But you'd be right to say that the Sun model was centralized in that there was just one ultimate upstream. (There was one per-"consolidation", since Solaris was broken up into multiple parts like that, but whatever, the point stands.)

Whereas with Linux, say, one might have multiple kernel gates kept by different gatekeepers. Still, if you're contributing to more than one of them, it's easier to cherry-pick (rebase!) your commits onto each upstream than to just merge your way around -- IMO. I.e., you can have a Linux kernel like decentralized dev model and still rebase.

However, I as you can see from my comment in the previous paragraph, _rebase_ itself does not imply a centralized model.

I get that you can work around the problems, you don't seem to get that from a math point of view, rebase forces either

a) a centralized model

or

b) you have to throw away any work based on the dag before the rebase

or)

c) you have the history in the graph twice (which causes no end of problems).

(a) is the math way, (b) and (c) are ad-hoc hacks. You are well into the ad-hoc hacks, you've found a way to make it work but it includes "don't do that" warnings to users. My experience is that you don't want to have work flows that include "don't do that". Users will do that.

Also, it's harder to grok merge history because we humans have a hard time with complexity, and merge history in a system with thousands of developers and multiple upstreams can get insanely complex. The only way to cut through that complexity is to make sure that each upstream ends up with linear history -- that is: to rebase downstreams.
Nope, you want what I called the event stack. It lets you have your cake and eat it too.

The event stack is a record of every tip that was ever present in this repo other than unpushed commits.

You were at cset 1234, you pull in 25 csets, the event stack has two events, 1 which points to 1234 and 2 which points at the tip after the pull.

You commit "wacked the crap out of it", then commit "fixed typo", then commit "added test", then commit $whatever. The event stack is

1 2 . which points at your current tip but is floating

Now you push.
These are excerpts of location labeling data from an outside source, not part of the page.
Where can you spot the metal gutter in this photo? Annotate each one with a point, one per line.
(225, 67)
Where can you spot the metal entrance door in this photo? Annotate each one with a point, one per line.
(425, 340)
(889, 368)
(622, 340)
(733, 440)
Your event stack is 1, 2, 3 and 3 points at the tip as of your push.

What about clone? You get your parent's event stack but other than that they are per repo.

The event stack is the linear history you want, it is the view that everyone wants. It's "what are the list of tips I care about in this repo?". Have a push that broke your tree but you don't know what the previous tip was because the push pushed 2500 commits? No problem. The event stack is a stack and there is a "pop" command that pops off the last change to the event stack. So you would just do "git pop" and see if that fixes your tree, repeat until it does.

We never built this in BitKeeper but I should try. If for no other reason than to show people you can have the messy (but historically accurate) history under the covers but have a linear view that is pleasant for humans.

Yes, I've been asking for branch history (the reflog provides some, but it's insufficient because it's not shared in any way).

Even with this, I'd want to rebase away "fixed typo" prior to pushing, and more, I'd want to:

- organize commits into logical chunks so that they might be cherry-picked (in the literal sense, not just the VCS sense) into maintenance release branches

- organize commits as the upstream prefers (some prefer to see test updates in separate commits)

IIUC BitKeeper does have a sort of branch push history, unlike git. Is this wrong?

So the current BK doesn't really have branches, it has the model that if you want to branch you clone, each clone is a branch.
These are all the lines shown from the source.